Authors: Yin Cui,Guandao Yang,Andreas Veit,Xun Huang,Serge Belongie
Where published:
CVPR 2018 6
ArXiv: 1806.06422
Document:
PDF
DOI
Abstract URL: http://arxiv.org/abs/1806.06422v1
Evaluation metrics for image captioning face two challenges. Firstly,
commonly used metrics such as CIDEr, METEOR, ROUGE and BLEU often do not
correlate well with human judgments. Secondly, each metric has well known blind
spots to pathological caption constructions, and rule-based metrics lack
provisions to repair such blind spots once identified. For example, the newly
proposed SPICE correlates well with human judgments, but fails to capture the
syntactic structure of a sentence. To address these two challenges, we propose
a novel learning based discriminative evaluation metric that is directly
trained to distinguish between human and machine-generated captions. In
addition, we further propose a data augmentation scheme to explicitly
incorporate pathological transformations as negative examples during training.
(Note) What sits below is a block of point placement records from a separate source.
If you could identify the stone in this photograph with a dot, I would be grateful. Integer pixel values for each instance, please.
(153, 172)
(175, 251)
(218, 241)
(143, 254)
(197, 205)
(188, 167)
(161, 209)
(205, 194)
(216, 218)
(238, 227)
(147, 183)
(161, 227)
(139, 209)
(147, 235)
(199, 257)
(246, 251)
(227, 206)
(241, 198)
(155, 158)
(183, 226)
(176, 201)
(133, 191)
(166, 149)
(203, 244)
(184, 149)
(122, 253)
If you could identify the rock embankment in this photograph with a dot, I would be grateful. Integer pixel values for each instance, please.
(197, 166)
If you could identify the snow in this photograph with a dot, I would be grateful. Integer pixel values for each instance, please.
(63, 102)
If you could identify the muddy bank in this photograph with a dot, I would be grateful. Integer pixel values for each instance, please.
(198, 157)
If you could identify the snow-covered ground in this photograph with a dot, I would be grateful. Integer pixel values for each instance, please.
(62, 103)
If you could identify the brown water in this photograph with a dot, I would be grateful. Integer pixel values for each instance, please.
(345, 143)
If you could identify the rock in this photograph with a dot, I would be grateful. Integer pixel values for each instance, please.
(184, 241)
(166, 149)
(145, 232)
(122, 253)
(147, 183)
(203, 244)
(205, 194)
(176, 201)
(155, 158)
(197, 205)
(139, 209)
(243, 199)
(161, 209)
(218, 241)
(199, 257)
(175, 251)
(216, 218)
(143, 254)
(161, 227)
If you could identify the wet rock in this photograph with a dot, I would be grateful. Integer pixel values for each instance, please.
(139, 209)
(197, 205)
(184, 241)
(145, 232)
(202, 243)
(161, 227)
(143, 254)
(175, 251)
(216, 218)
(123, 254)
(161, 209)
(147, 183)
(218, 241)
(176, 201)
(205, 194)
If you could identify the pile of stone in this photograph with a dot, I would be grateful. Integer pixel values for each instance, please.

The proposed metric is evaluated with three kinds of robustness tests and its
correlation with human judgments. Extensive experiments show that the proposed
data augmentation scheme not only makes our metric more robust toward several
pathological transformations, but also improves its correlation with human
judgments. Our metric outperforms other metrics on both caption level human
correlation in Flickr 8k and system level human correlation in COCO. The
proposed approach could be served as a learning based evaluation metric that is
complementary to existing rule-based metrics.